Reynelm's origins are unknown, but Gundulf of Rochester, the Bishop of Rochester, may have been his patron, as a letter of 1101 implies that Gundulf ordained him a priest. He was the chancellor to Queen Matilda of England, wife of King Henry I before 3 September 1101. He was also prior of the church of Rochester. He was nominated to the see of Hereford around Christmas of 1102 and invested, or given the symbols of the office along with the temporalities of the see, with the bishopric by the king. Anselm, the Archbishop of Canterbury, refused to consecrate Reynelm then, because Reynelm had been invested by the king. The archbishop and the king were involved in the Investiture Crisis, where the church objected to the secular powers giving the symbols of ecclesiastical office to clerics. King Henry then persuaded the Archbishop of York to consecrate the bishops that had been elected but whom Anselm refused to consecrate because they had been invested by the king. Reynelm refused to be consecrated by Gerard, the Archbishop of York, and the king exiled Reynelm from England in retaliation. Reynelm resigned the temporalities back into the king's control before 29 March 1103 because of concerns over having received investiture by the king.
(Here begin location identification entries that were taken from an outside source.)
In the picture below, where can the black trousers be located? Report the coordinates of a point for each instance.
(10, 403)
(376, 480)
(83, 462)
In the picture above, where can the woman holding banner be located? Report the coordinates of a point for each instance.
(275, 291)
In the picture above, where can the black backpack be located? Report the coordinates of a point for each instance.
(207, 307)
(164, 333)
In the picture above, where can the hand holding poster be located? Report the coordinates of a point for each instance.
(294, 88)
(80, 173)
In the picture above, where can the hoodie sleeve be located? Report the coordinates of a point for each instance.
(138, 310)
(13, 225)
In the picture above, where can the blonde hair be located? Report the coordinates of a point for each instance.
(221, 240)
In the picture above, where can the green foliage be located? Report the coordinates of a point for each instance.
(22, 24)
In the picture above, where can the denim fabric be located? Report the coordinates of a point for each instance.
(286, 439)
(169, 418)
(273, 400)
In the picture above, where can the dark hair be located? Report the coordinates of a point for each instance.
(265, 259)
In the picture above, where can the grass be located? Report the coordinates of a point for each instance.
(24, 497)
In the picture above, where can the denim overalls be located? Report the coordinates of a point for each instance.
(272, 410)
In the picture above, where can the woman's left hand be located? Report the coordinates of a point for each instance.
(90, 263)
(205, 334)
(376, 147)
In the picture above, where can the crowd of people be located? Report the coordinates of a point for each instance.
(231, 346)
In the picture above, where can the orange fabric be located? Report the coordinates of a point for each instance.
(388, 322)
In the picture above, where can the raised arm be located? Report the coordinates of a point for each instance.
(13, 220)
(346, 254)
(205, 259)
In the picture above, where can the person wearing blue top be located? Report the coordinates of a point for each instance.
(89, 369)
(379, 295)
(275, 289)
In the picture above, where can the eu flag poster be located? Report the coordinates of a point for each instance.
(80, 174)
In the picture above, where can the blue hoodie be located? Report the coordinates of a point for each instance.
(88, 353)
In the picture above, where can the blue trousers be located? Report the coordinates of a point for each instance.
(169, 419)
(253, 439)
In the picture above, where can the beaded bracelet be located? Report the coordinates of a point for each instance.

Reynelm was consecrated by Archbishop Anselm on 11 August 1107, at Canterbury. Reynelm made a written profession of obedience to Anselm also. The profession is the only charter or other document to survive from his episcopate. He probably was responsible for the rebuilding of Hereford Cathedral as a Romanesque cathedral. Reynelm also assisted at the consecration of Llanthony Priory in the see of Llandaff in 1108.
Reynelm died in October 1115, either on the 27th or the 28th, of gout. He was buried in Hereford Cathedral, but the effigy on his tomb dates from the 14th century.